Whole Forests Shudder

Fall                                                                                 Samain Moon

Mover. Selected. Home Insurance. Selected. Appraisal. Done. Sleep. Disrupted. 58 pages of documents collated and faxed in addition to the 30+ we sent out on Monday. Done. Whole forests must shudder each time a realtor makes a deal.

A list of 25 things that need to get done between now and move in. Examples: Inside work list. Paint bid. Carpet bid. Pick a moving date. Get specific house measurements. Buy washer/dryer. Contract for perimeter fence. Estate lawyers for Colorado estate law. Medical insurance in Colorado. Medical records to Colorado. Wireless setup. Utilities transferred. And on. and on. and. on.

Due to early rising to complete more document discovery, collation and transmittal both Kate and I are a little (ok, a lot) fried. Sleep deprived and wrestling with detail overload. I don’t feel overwhelmed, but I am pretty whelmed.
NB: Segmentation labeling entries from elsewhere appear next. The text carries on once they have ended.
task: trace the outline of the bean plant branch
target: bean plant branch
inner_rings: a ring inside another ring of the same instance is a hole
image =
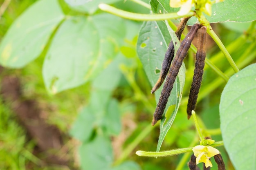
[[[132,1],[137,4],[141,5],[142,6],[143,6],[151,10],[151,7],[150,4],[148,4],[147,3],[146,3],[145,2],[142,1],[141,0],[130,0],[131,1]]]
[[[164,14],[144,14],[128,12],[109,5],[100,4],[99,8],[103,11],[108,12],[117,16],[126,19],[137,21],[159,21],[165,20],[177,19],[194,15],[194,12],[189,12],[184,15],[178,15],[177,13],[169,13]]]
[[[197,136],[195,136],[194,138],[194,139],[191,142],[189,145],[189,147],[193,147],[195,146],[198,142],[198,138]],[[187,163],[188,159],[190,157],[191,153],[190,152],[187,152],[185,153],[182,156],[182,157],[180,159],[180,160],[179,162],[179,163],[177,165],[177,167],[175,170],[182,170],[183,169],[183,167]]]
[[[128,157],[133,150],[134,148],[140,143],[140,142],[145,138],[148,134],[157,126],[153,126],[151,124],[148,125],[137,136],[133,141],[129,144],[128,147],[123,151],[121,155],[114,163],[115,165],[117,165],[122,163]]]
[[[214,31],[213,31],[213,30],[211,27],[210,26],[209,26],[209,29],[207,29],[207,33],[210,36],[211,36],[212,39],[213,39],[216,44],[220,48],[220,50],[221,50],[225,56],[226,56],[226,58],[229,63],[230,66],[232,68],[235,72],[238,72],[239,71],[239,69],[236,64],[236,63],[235,63],[235,62],[234,62],[233,59],[231,57],[230,54],[229,54],[229,52],[227,51],[227,49],[226,49],[226,47],[225,47],[225,46],[223,44],[220,38],[217,35],[216,35]]]

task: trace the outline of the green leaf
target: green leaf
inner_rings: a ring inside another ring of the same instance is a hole
[[[99,135],[79,147],[81,168],[83,170],[108,169],[113,161],[111,143],[108,138]]]
[[[222,23],[226,28],[235,31],[243,33],[248,30],[252,22],[226,22]],[[254,26],[256,28],[256,26]]]
[[[94,13],[101,3],[110,4],[121,0],[65,0],[71,8],[79,12],[89,14]]]
[[[55,93],[97,75],[115,57],[125,28],[110,14],[71,17],[54,36],[43,67],[47,90]]]
[[[99,89],[112,91],[118,85],[121,73],[119,64],[124,62],[121,55],[117,56],[95,78],[92,82],[92,86]]]
[[[110,102],[103,123],[108,134],[117,135],[120,133],[122,126],[118,102],[117,100],[112,99]]]
[[[170,33],[164,22],[144,22],[140,31],[137,52],[150,84],[153,86],[157,80],[164,54],[170,41]],[[173,85],[164,113],[169,106],[175,105],[171,115],[166,120],[161,120],[157,150],[159,151],[164,139],[174,120],[180,104],[182,91],[185,82],[185,66],[182,64]],[[155,92],[158,101],[162,87]]]
[[[0,44],[2,65],[21,68],[40,55],[64,18],[57,1],[38,1],[15,20]]]
[[[174,82],[173,88],[168,100],[168,102],[170,102],[170,105],[175,104],[175,108],[172,112],[170,117],[162,119],[161,120],[160,135],[159,135],[159,139],[158,139],[158,143],[157,143],[157,152],[159,152],[160,150],[160,148],[163,143],[164,139],[174,121],[176,115],[179,109],[179,107],[180,107],[180,105],[182,90],[185,84],[185,64],[184,64],[184,63],[182,63],[182,65],[180,69],[178,76]],[[167,103],[167,104],[168,104],[168,103]],[[168,105],[166,106],[166,108],[167,108]],[[165,110],[166,110],[166,108]],[[167,121],[166,122],[166,121]]]
[[[256,64],[233,75],[222,93],[220,128],[224,146],[237,170],[256,169]]]
[[[175,12],[179,8],[170,7],[169,0],[152,0],[150,4],[155,13]],[[216,3],[212,6],[211,16],[205,15],[210,23],[233,21],[247,22],[256,20],[256,1],[251,0],[225,0]],[[163,12],[164,11],[164,12]],[[192,17],[188,25],[193,25],[197,22],[195,17]]]
[[[113,168],[111,170],[141,170],[139,166],[136,162],[126,161],[121,164]]]
[[[85,107],[78,115],[70,130],[70,134],[82,142],[88,141],[92,136],[94,121],[94,113],[89,107]]]

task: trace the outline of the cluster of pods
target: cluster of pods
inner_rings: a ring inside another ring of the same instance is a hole
[[[184,18],[181,22],[175,33],[179,40],[180,40],[181,35],[189,19],[189,18]],[[201,30],[199,32],[200,35],[198,36],[200,39],[199,41],[200,45],[198,47],[198,51],[195,55],[195,68],[194,71],[193,80],[188,103],[187,109],[188,119],[189,119],[190,117],[192,114],[192,110],[195,109],[198,95],[201,86],[204,72],[206,56],[205,42],[207,29],[205,26],[198,24],[195,24],[192,26],[189,32],[181,42],[175,57],[174,57],[174,45],[172,41],[170,42],[163,62],[159,79],[151,91],[151,93],[153,93],[157,90],[167,77],[164,84],[158,103],[154,113],[154,117],[152,123],[153,125],[154,125],[158,120],[162,118],[168,98],[182,62],[189,49],[192,40],[199,29]]]

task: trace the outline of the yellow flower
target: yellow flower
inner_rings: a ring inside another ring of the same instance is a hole
[[[220,153],[219,150],[211,146],[197,145],[193,148],[192,150],[194,152],[194,155],[196,157],[195,161],[197,165],[201,162],[204,162],[205,163],[206,168],[209,166],[212,167],[212,164],[209,159]]]
[[[172,8],[178,8],[180,9],[177,13],[179,15],[188,13],[193,5],[192,0],[170,0],[170,6]]]

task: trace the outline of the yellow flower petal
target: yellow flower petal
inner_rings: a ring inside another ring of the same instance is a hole
[[[208,159],[206,159],[204,162],[204,163],[205,163],[205,167],[208,168],[209,166],[212,167],[212,164],[211,164],[211,161],[210,161],[210,160]]]
[[[190,11],[192,7],[192,0],[188,0],[180,7],[180,9],[177,13],[179,15],[184,15]]]
[[[206,146],[200,145],[195,146],[193,148],[192,150],[194,152],[195,156],[196,157],[197,157],[202,152],[207,151]]]
[[[214,155],[216,155],[217,154],[220,153],[220,151],[218,149],[211,147],[210,146],[207,146],[207,157],[212,157]]]
[[[198,163],[202,162],[203,159],[202,159],[202,157],[205,157],[205,152],[202,152],[200,154],[198,155],[197,157],[196,157],[196,159],[195,159],[195,162],[196,163],[196,164],[198,164]],[[195,154],[194,154],[195,155]]]

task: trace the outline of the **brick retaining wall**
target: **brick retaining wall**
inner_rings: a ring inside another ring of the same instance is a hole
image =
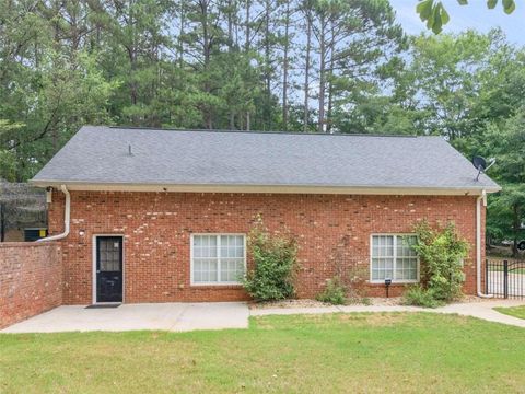
[[[0,328],[61,303],[59,243],[0,243]]]

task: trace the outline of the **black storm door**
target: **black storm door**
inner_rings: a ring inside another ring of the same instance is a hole
[[[96,302],[122,302],[122,237],[96,237]]]

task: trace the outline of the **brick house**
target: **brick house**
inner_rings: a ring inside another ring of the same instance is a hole
[[[336,273],[369,296],[419,280],[420,220],[454,221],[479,293],[486,195],[500,187],[440,137],[83,127],[31,181],[48,190],[63,303],[233,301],[261,216],[300,244],[298,297]],[[407,236],[408,235],[408,236]]]

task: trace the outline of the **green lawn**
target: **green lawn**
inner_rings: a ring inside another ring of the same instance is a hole
[[[523,392],[525,331],[431,313],[249,329],[0,335],[0,393]]]
[[[525,305],[510,308],[494,308],[495,311],[510,316],[525,318]]]

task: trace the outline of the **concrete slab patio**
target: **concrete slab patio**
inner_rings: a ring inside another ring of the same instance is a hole
[[[0,333],[59,333],[133,329],[186,332],[195,329],[247,328],[248,317],[272,314],[354,312],[432,312],[474,316],[490,322],[525,327],[525,320],[504,315],[495,306],[523,305],[518,300],[490,300],[423,309],[404,305],[346,305],[323,308],[253,309],[244,302],[122,304],[116,309],[59,306],[7,327]]]
[[[68,305],[13,324],[0,333],[247,328],[248,315],[244,302],[122,304],[108,309]]]

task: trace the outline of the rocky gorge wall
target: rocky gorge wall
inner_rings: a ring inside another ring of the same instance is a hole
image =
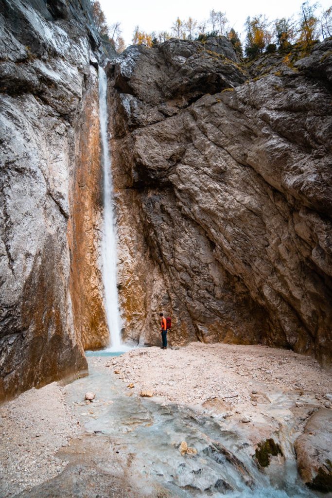
[[[332,48],[248,68],[223,39],[171,40],[109,65],[125,337],[158,344],[162,310],[173,345],[329,364]]]
[[[0,399],[109,340],[88,0],[0,3]],[[331,43],[250,67],[223,38],[107,67],[125,340],[331,358]],[[111,54],[111,58],[115,54]],[[273,60],[272,60],[273,59]]]
[[[108,341],[88,0],[0,4],[0,398],[84,374]]]

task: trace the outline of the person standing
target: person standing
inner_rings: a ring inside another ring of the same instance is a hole
[[[160,325],[161,326],[161,337],[163,340],[163,345],[161,347],[161,349],[167,349],[167,323],[166,322],[166,319],[164,316],[163,313],[160,313],[159,316],[160,317],[161,322]]]

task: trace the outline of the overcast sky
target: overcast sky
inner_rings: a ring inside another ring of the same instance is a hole
[[[100,0],[109,24],[115,21],[121,22],[122,36],[126,45],[131,43],[132,32],[138,25],[145,31],[167,31],[178,16],[186,20],[189,16],[199,21],[209,17],[210,11],[225,11],[230,24],[239,32],[243,30],[246,17],[256,14],[265,14],[270,19],[277,17],[290,17],[297,14],[303,0],[251,0],[251,1],[228,1],[218,2],[213,0]],[[331,4],[331,0],[321,0],[322,8],[326,9]],[[321,8],[318,10],[320,11]]]

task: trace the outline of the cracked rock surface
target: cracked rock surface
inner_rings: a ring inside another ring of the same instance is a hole
[[[83,346],[108,338],[100,42],[86,0],[47,5],[0,5],[0,398],[86,372]]]
[[[226,43],[223,40],[223,44]],[[331,48],[251,80],[171,40],[108,66],[124,335],[331,358]]]

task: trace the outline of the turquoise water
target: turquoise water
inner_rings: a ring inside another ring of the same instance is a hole
[[[87,358],[91,358],[93,356],[106,357],[106,356],[120,356],[123,355],[124,351],[108,351],[107,350],[102,350],[100,351],[86,351],[85,356]]]
[[[89,356],[115,356],[91,352]],[[299,478],[294,460],[260,472],[243,436],[220,421],[161,399],[128,395],[123,383],[103,364],[89,362],[90,374],[68,386],[70,401],[88,433],[116,439],[132,456],[132,477],[142,486],[157,483],[180,498],[313,498]],[[93,391],[96,402],[84,402]],[[182,455],[182,441],[197,450]],[[96,442],[98,444],[98,442]],[[326,496],[326,495],[325,495]]]

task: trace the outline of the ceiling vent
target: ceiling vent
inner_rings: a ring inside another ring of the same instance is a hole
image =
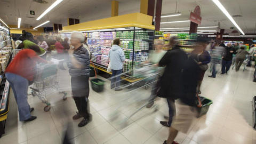
[[[232,17],[238,18],[238,17],[243,17],[243,16],[241,15],[232,15]]]
[[[48,2],[44,0],[34,0],[35,2],[37,2],[41,4],[47,4]]]

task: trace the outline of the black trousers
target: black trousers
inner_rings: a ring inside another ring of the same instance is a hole
[[[78,113],[85,118],[89,118],[89,76],[71,76],[71,86]]]

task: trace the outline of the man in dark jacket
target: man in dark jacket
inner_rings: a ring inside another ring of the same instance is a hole
[[[225,41],[222,41],[222,42],[221,42],[221,43],[220,45],[219,45],[219,46],[223,46],[223,47],[225,47],[226,45],[225,45]]]
[[[231,65],[232,64],[233,54],[236,54],[236,51],[235,49],[232,47],[231,43],[228,43],[226,47],[226,54],[222,57],[222,63],[221,65],[221,74],[228,74],[228,71],[229,70]]]

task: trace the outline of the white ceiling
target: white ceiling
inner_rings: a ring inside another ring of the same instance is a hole
[[[36,19],[55,0],[45,0],[48,4],[39,4],[33,0],[0,0],[0,18],[8,25],[18,25],[18,18],[22,18],[21,25],[37,25],[51,21],[44,26],[52,27],[53,23],[67,25],[67,18],[80,19],[80,22],[108,18],[111,15],[111,0],[63,0],[39,21]],[[119,0],[119,15],[139,12],[140,0]],[[256,0],[220,0],[230,15],[242,15],[235,20],[245,34],[256,33]],[[176,3],[177,3],[177,9]],[[189,20],[190,11],[196,5],[201,8],[202,21],[200,26],[217,26],[225,29],[225,33],[237,29],[212,0],[163,0],[162,14],[181,12],[181,15],[162,18],[162,22]],[[35,12],[30,15],[29,10]],[[35,18],[27,18],[33,17]],[[190,22],[161,24],[161,28],[187,27]]]

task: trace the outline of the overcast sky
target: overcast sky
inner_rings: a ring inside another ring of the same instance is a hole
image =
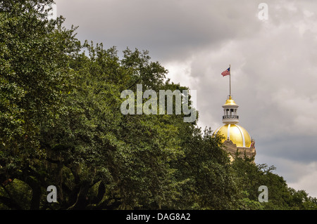
[[[317,197],[317,1],[55,1],[80,40],[149,50],[173,81],[197,90],[202,127],[222,125],[230,64],[256,163]]]

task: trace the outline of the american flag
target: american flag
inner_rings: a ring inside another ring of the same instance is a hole
[[[225,77],[226,75],[230,75],[230,68],[229,67],[228,70],[221,72],[221,74],[223,75],[223,77]]]

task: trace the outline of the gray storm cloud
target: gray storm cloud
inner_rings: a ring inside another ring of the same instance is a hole
[[[199,124],[216,130],[229,94],[256,139],[256,162],[275,165],[317,197],[316,1],[56,0],[81,41],[149,50],[172,81],[197,90]],[[294,164],[294,166],[292,166]],[[309,181],[308,180],[311,180]]]

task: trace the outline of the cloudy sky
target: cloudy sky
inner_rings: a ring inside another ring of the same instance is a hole
[[[202,127],[222,124],[229,77],[220,73],[231,65],[232,95],[240,125],[256,140],[256,163],[274,165],[290,187],[317,197],[316,1],[56,3],[66,27],[79,26],[80,40],[149,50],[168,77],[197,90]]]

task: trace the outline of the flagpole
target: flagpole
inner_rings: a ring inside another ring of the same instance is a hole
[[[231,97],[231,65],[229,65],[229,71],[230,71],[230,74],[229,74],[229,86],[230,86],[230,94],[229,96]]]

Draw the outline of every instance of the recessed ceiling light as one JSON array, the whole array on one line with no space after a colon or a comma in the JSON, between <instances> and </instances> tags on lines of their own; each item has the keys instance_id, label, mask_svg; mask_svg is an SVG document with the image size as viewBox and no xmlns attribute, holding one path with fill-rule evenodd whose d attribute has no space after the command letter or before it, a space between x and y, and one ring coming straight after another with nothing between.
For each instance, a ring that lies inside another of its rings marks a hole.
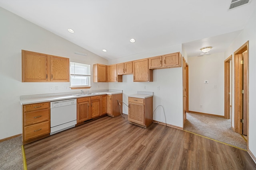
<instances>
[{"instance_id":1,"label":"recessed ceiling light","mask_svg":"<svg viewBox=\"0 0 256 170\"><path fill-rule=\"evenodd\" d=\"M135 43L136 41L136 40L135 40L135 39L134 39L133 38L132 38L130 40L130 41L131 43Z\"/></svg>"},{"instance_id":2,"label":"recessed ceiling light","mask_svg":"<svg viewBox=\"0 0 256 170\"><path fill-rule=\"evenodd\" d=\"M210 51L211 49L212 49L212 47L203 47L200 49L200 50L204 53L207 53Z\"/></svg>"},{"instance_id":3,"label":"recessed ceiling light","mask_svg":"<svg viewBox=\"0 0 256 170\"><path fill-rule=\"evenodd\" d=\"M71 29L71 28L68 29L68 31L69 32L70 32L71 33L74 33L75 32L75 31L74 31L74 30Z\"/></svg>"}]
</instances>

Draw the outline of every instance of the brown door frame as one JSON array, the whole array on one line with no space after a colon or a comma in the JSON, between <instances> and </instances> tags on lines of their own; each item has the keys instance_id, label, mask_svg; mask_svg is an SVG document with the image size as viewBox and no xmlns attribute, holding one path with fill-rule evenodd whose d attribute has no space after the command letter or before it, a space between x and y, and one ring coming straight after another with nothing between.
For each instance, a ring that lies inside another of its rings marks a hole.
<instances>
[{"instance_id":1,"label":"brown door frame","mask_svg":"<svg viewBox=\"0 0 256 170\"><path fill-rule=\"evenodd\" d=\"M240 122L240 120L243 119L243 112L247 111L247 130L249 130L249 111L248 107L248 79L247 79L246 83L243 83L243 78L242 78L243 70L242 64L240 63L241 59L242 59L243 53L247 51L249 52L248 45L249 41L247 41L237 50L234 53L234 125L235 132L242 134L243 123ZM246 65L245 66L244 64ZM244 67L246 67L248 68L249 63L248 61L244 63ZM248 70L246 70L248 72ZM243 86L246 86L246 91L244 91L246 93L246 95L243 97L243 94L241 93ZM244 98L244 99L243 99ZM243 105L246 104L247 107L247 110L243 111Z\"/></svg>"},{"instance_id":2,"label":"brown door frame","mask_svg":"<svg viewBox=\"0 0 256 170\"><path fill-rule=\"evenodd\" d=\"M232 77L230 66L232 70L232 55L224 61L224 118L228 119L230 118L230 94L232 94L232 86L230 87L230 76Z\"/></svg>"},{"instance_id":3,"label":"brown door frame","mask_svg":"<svg viewBox=\"0 0 256 170\"><path fill-rule=\"evenodd\" d=\"M183 94L183 125L187 119L188 111L188 64L182 57L182 86Z\"/></svg>"}]
</instances>

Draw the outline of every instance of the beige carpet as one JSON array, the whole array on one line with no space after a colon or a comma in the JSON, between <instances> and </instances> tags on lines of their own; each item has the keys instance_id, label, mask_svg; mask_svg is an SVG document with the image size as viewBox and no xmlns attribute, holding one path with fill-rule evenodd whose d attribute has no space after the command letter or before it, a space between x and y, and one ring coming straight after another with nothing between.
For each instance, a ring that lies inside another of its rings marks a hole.
<instances>
[{"instance_id":1,"label":"beige carpet","mask_svg":"<svg viewBox=\"0 0 256 170\"><path fill-rule=\"evenodd\" d=\"M243 149L246 141L231 128L231 119L202 114L187 113L184 130Z\"/></svg>"},{"instance_id":2,"label":"beige carpet","mask_svg":"<svg viewBox=\"0 0 256 170\"><path fill-rule=\"evenodd\" d=\"M21 136L0 142L0 170L23 169Z\"/></svg>"}]
</instances>

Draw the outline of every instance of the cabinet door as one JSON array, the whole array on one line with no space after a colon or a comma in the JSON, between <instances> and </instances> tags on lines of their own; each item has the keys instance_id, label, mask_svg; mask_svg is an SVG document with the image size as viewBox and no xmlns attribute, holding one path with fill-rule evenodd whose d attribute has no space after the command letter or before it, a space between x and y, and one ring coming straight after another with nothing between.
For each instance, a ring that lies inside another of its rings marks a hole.
<instances>
[{"instance_id":1,"label":"cabinet door","mask_svg":"<svg viewBox=\"0 0 256 170\"><path fill-rule=\"evenodd\" d=\"M77 123L82 122L90 118L90 100L77 104Z\"/></svg>"},{"instance_id":2,"label":"cabinet door","mask_svg":"<svg viewBox=\"0 0 256 170\"><path fill-rule=\"evenodd\" d=\"M51 56L51 81L69 82L69 59Z\"/></svg>"},{"instance_id":3,"label":"cabinet door","mask_svg":"<svg viewBox=\"0 0 256 170\"><path fill-rule=\"evenodd\" d=\"M112 115L112 95L107 95L107 113Z\"/></svg>"},{"instance_id":4,"label":"cabinet door","mask_svg":"<svg viewBox=\"0 0 256 170\"><path fill-rule=\"evenodd\" d=\"M162 56L149 58L148 65L149 68L155 68L162 67Z\"/></svg>"},{"instance_id":5,"label":"cabinet door","mask_svg":"<svg viewBox=\"0 0 256 170\"><path fill-rule=\"evenodd\" d=\"M110 65L108 66L108 82L117 81L116 64Z\"/></svg>"},{"instance_id":6,"label":"cabinet door","mask_svg":"<svg viewBox=\"0 0 256 170\"><path fill-rule=\"evenodd\" d=\"M117 74L124 74L124 63L117 64Z\"/></svg>"},{"instance_id":7,"label":"cabinet door","mask_svg":"<svg viewBox=\"0 0 256 170\"><path fill-rule=\"evenodd\" d=\"M101 115L107 113L107 95L102 95L101 98Z\"/></svg>"},{"instance_id":8,"label":"cabinet door","mask_svg":"<svg viewBox=\"0 0 256 170\"><path fill-rule=\"evenodd\" d=\"M22 50L22 82L42 82L50 81L47 73L48 56L44 54Z\"/></svg>"},{"instance_id":9,"label":"cabinet door","mask_svg":"<svg viewBox=\"0 0 256 170\"><path fill-rule=\"evenodd\" d=\"M99 97L100 97L100 96L99 96ZM96 117L100 115L100 100L99 98L95 100L91 100L92 118Z\"/></svg>"},{"instance_id":10,"label":"cabinet door","mask_svg":"<svg viewBox=\"0 0 256 170\"><path fill-rule=\"evenodd\" d=\"M147 82L148 78L148 59L133 61L133 81Z\"/></svg>"},{"instance_id":11,"label":"cabinet door","mask_svg":"<svg viewBox=\"0 0 256 170\"><path fill-rule=\"evenodd\" d=\"M129 121L142 125L145 125L144 104L130 103L128 110Z\"/></svg>"},{"instance_id":12,"label":"cabinet door","mask_svg":"<svg viewBox=\"0 0 256 170\"><path fill-rule=\"evenodd\" d=\"M181 57L180 53L167 54L162 56L163 66L181 66Z\"/></svg>"},{"instance_id":13,"label":"cabinet door","mask_svg":"<svg viewBox=\"0 0 256 170\"><path fill-rule=\"evenodd\" d=\"M132 61L124 63L124 73L132 74Z\"/></svg>"}]
</instances>

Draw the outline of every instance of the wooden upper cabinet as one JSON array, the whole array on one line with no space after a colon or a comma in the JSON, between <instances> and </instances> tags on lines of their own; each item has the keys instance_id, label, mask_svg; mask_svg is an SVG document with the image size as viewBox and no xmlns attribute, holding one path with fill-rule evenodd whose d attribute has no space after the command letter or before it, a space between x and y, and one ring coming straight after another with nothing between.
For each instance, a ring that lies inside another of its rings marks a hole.
<instances>
[{"instance_id":1,"label":"wooden upper cabinet","mask_svg":"<svg viewBox=\"0 0 256 170\"><path fill-rule=\"evenodd\" d=\"M181 67L181 54L180 52L149 58L150 69Z\"/></svg>"},{"instance_id":2,"label":"wooden upper cabinet","mask_svg":"<svg viewBox=\"0 0 256 170\"><path fill-rule=\"evenodd\" d=\"M23 50L22 52L22 82L48 81L50 78L48 56Z\"/></svg>"},{"instance_id":3,"label":"wooden upper cabinet","mask_svg":"<svg viewBox=\"0 0 256 170\"><path fill-rule=\"evenodd\" d=\"M124 63L122 63L117 64L117 74L124 74Z\"/></svg>"},{"instance_id":4,"label":"wooden upper cabinet","mask_svg":"<svg viewBox=\"0 0 256 170\"><path fill-rule=\"evenodd\" d=\"M148 59L132 61L134 82L153 81L153 72L148 68Z\"/></svg>"},{"instance_id":5,"label":"wooden upper cabinet","mask_svg":"<svg viewBox=\"0 0 256 170\"><path fill-rule=\"evenodd\" d=\"M117 75L117 64L108 66L108 82L122 82L122 75Z\"/></svg>"},{"instance_id":6,"label":"wooden upper cabinet","mask_svg":"<svg viewBox=\"0 0 256 170\"><path fill-rule=\"evenodd\" d=\"M93 64L93 82L107 82L108 66L95 64Z\"/></svg>"},{"instance_id":7,"label":"wooden upper cabinet","mask_svg":"<svg viewBox=\"0 0 256 170\"><path fill-rule=\"evenodd\" d=\"M69 82L69 59L50 56L51 81Z\"/></svg>"},{"instance_id":8,"label":"wooden upper cabinet","mask_svg":"<svg viewBox=\"0 0 256 170\"><path fill-rule=\"evenodd\" d=\"M132 61L117 64L118 74L132 74Z\"/></svg>"},{"instance_id":9,"label":"wooden upper cabinet","mask_svg":"<svg viewBox=\"0 0 256 170\"><path fill-rule=\"evenodd\" d=\"M69 59L22 51L22 82L69 82Z\"/></svg>"}]
</instances>

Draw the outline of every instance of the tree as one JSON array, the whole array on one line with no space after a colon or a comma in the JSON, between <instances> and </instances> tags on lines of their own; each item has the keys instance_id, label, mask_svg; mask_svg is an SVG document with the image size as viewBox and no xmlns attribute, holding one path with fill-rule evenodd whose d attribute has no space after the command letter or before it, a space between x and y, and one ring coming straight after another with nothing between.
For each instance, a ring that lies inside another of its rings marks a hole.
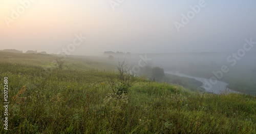
<instances>
[{"instance_id":1,"label":"tree","mask_svg":"<svg viewBox=\"0 0 256 134\"><path fill-rule=\"evenodd\" d=\"M155 67L152 69L152 77L157 80L160 80L164 76L163 69L159 67Z\"/></svg>"},{"instance_id":2,"label":"tree","mask_svg":"<svg viewBox=\"0 0 256 134\"><path fill-rule=\"evenodd\" d=\"M127 64L124 63L124 61L122 63L118 62L118 65L117 66L118 74L110 75L108 77L109 84L116 95L121 95L123 93L126 94L128 89L136 83L135 75L130 71L132 67L128 68Z\"/></svg>"}]
</instances>

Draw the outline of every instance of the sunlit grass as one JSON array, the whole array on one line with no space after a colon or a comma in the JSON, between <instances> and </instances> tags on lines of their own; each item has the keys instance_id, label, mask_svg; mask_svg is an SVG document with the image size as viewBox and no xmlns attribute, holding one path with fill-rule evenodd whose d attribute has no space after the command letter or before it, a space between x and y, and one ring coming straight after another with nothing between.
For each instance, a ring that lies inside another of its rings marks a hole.
<instances>
[{"instance_id":1,"label":"sunlit grass","mask_svg":"<svg viewBox=\"0 0 256 134\"><path fill-rule=\"evenodd\" d=\"M9 133L256 133L255 96L197 93L140 79L116 99L110 97L111 71L0 63L1 82L8 77L10 103L26 85L17 96L26 97L22 103L10 103Z\"/></svg>"}]
</instances>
This two weeks will probably be the most intense of the entire process if our mortgage application is accepted. Here’s an example from the Hadean realm of the underwriter. When I sent them a copy of our IRA holdings and our Vanguard holdings, I did not print the second page. I never do to save paper. But, if it says page 1 of 2, the underwriter has to see the second page. Even though it contains nothing. So, reprint. Resend.

How this process ever got accomplished before fax and e-mail, I’ll never know. It must have required logistical expertise of military strength. In the early 1980’s I was involved in a major settlement with the Keith Heller folks. They brought you those lovely cement slabs with swatches of colored panels on the West Bank. When the community group with which I worked finalized the deal, we faxed my signature to Washington, D.C. to HUD. This was such a big deal-the faxing-that I have a picture of myself in the act.

Now there’s fax, e-mail, scanning. Document retrieval, sharing online. And electronic signatures. Without all this there is simply no way we could have contemplated finding a house and trying to buy it in a period of three weeks. Which also means, I suppose, that we would not have had this fun, super compressed period we’re in right now. Hmmm.